Egypt’s inflation is expected to fall between 10 to 13 percent at the end of the current year, Finance Minister Amr el-Garhy said on Saturday on the sidelines of the third annual Arab Fiscal Forum in Dubai.
The forum is organised by the Arab Monetary Fund and the International Monetary Fund, in Dubai, in preparation for the annual World Government Summit, which will take place on Sunday, February 11th.
Egypt’s annual inflation rates dropped in January to their lowest levels since the country floated its currency in November 2016, official data showed earlier on Thursday.
The Egyptian pound lost half of its value and prices shot up after Egypt floated the currency in November 2016 to secure a $12 billion International Monetary Fund (IMF) deal to revive its economy.
Annual urban consumer price inflation eased to 17.1 percent in January from 21.9 percent in December while annual core inflation, which strips out volatile items, fell to 14.35 percent from 19.86 percent.
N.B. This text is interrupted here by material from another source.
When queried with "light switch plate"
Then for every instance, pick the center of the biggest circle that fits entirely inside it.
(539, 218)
Inflation reached a record high in July of around 35 percent on the back of energy subsidy cuts but then gradually declined as inflationary pressure caused by Egypt floating its currency eased.
The IMF said in a report last month it expected inflation to fall to 12 percent by June and to single digits by 2019. It warned against a premature rate cut and urged the CBE to remain vigilant.
Egypt’s central bank has raised key interest rates by 700 basis points since November 2016 in an attempt to ease soaring inflation.
Despite inflation easing, many Egyptians say they are still finding it hard to make ends meet.
Bringing down inflation is key for President Abdel Fattah al-Sisi who is running for a second term in a March election and is widely expected to win.